Hermann Schertel aus Füssen war nicht nur Deutscher Meister im Skilanglauf, sondern wurde auch in den 30er Jahren von Insidern als „Kletterstar“ gehandelt. Die „Schertelplatte“ im Sechsten Schwierigkeitsgrad war sicherlich seine Meisterleistung in den Tannheimer Bergen. Sie erlebte nach der Sanierung eine Renaissance und gehört nun zweifelsohne zur beliebtesten Kletterroute in den Tannheimer Nordwänden.
1959 gelang Reiner Loderer und Georg Ostler die Erstbegehung der „Direkten Nordwand“ am Gimpel. Mehrmals wurde der obere Sechste Grad angegeben und mit den damals bedeutendsten Kletterrouten in den Dolomiten verglichen. Bei einer späteren Begehung stürzte ein Kletterer an einer schweren Stelle ab. Durch den Aufprall auf einem Band wurde sein Körper zwar gebremst, erlitt aber dennoch starke Verletzungen. Nach weiterem Absturz von rund 15 Metern in gestuftem Gelände konnte der Kletterpartner den Sturz endlich abfangen – und dies nur durch Schultersicherung. Eine Nacht mussten beide Alpinisten mit schweren Verletzungen auf einem dünnen Felsband ausharren, bis die Retter am nächsten Tag erstmals den Versuch starteten, die Bergung mit einem 500 Meter langen Stahlseil durchzuführen. Während dieser mehrstündigen Aktion beobachteten sie einen einschlagenden Blitz in einem Bauernhaus und mussten darum bangen, dass sie die herannahende Gewitterfront nicht einholt und so der Rettungsversuch in einer Tragödie enden könnte. Letztendlich hatten sie aber Glück im Unglück und schafften es erfolgreich bis ins Tal.

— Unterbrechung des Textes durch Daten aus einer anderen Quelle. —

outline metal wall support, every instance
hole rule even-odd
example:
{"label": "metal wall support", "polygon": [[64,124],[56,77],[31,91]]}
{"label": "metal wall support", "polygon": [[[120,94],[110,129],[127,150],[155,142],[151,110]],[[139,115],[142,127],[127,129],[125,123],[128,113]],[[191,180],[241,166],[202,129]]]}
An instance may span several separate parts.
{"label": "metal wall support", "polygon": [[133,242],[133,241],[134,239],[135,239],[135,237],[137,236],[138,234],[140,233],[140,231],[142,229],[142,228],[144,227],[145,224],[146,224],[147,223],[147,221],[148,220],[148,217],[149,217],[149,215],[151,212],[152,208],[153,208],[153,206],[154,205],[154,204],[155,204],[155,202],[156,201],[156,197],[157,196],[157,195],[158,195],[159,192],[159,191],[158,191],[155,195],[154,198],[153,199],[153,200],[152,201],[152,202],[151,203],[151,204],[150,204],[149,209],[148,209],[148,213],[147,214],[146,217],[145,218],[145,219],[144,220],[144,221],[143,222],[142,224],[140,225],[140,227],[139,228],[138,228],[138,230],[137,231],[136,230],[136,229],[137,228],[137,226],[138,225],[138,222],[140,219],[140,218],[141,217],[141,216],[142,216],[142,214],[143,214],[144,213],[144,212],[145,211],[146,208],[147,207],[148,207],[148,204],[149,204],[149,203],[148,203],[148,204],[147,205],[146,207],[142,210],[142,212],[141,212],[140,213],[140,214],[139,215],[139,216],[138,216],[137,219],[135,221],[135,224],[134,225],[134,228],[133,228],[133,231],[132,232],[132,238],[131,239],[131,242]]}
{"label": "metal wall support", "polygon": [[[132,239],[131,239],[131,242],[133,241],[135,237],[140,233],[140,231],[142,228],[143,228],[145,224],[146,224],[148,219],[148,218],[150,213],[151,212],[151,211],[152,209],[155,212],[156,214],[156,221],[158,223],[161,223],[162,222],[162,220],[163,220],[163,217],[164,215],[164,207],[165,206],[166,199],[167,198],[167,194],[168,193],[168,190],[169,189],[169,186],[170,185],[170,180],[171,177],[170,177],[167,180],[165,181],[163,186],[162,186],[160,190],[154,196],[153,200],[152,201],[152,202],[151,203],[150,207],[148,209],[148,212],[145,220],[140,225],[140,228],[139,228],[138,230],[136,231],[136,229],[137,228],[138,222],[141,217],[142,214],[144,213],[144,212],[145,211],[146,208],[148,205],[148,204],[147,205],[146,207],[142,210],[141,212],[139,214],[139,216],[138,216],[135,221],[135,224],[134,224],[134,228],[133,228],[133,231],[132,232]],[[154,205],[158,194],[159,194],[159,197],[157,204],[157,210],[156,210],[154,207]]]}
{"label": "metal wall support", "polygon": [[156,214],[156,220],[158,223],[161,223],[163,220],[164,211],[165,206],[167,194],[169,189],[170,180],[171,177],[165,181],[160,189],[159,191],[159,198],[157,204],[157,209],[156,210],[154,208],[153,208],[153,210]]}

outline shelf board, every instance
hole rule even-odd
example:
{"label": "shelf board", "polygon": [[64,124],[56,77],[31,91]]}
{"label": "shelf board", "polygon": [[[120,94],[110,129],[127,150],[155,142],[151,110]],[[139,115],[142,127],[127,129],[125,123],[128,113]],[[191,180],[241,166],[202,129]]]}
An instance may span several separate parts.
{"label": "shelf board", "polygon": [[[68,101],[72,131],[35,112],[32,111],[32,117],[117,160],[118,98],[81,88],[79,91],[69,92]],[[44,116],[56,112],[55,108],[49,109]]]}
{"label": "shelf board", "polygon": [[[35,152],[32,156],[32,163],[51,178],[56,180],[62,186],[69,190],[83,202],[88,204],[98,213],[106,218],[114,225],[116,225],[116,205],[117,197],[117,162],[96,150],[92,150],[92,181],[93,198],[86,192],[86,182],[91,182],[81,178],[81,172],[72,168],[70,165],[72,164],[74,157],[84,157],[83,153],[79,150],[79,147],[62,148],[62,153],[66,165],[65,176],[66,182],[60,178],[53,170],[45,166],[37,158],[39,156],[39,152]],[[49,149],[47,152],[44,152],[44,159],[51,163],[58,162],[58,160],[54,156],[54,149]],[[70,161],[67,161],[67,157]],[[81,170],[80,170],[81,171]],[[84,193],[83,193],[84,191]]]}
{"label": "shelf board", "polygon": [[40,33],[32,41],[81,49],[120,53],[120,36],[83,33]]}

Der Respekt vor den Nordwänden blieb
Diese und ähnlich schaudernde Geschichten waren sicherlich ein Grund dafür, dass sich nur sehr erfahrene Alpinkletterer in die Gimpel Nordwand trauten. Denn Informationen gab es weiterhin wenig und dementsprechend groß blieb der Respekt.
Erst als der Ostallgäuer Bergführer Toni Freudig mit seinem Verein „Sicheres Klettern in den Tannheimern“ in den Neunziger Jahren die Region wieder ins Gespräch brachte, rückten auch die fast vergessenen Nordwände etwas aus ihrem Schattendasein heraus.

Dennoch werden die großen Kletterberge im Reintal auf Grund ihrer Ernsthaftigkeit niemals den Kletter-Boom der Südseite erleben. Und das ist auch gut so.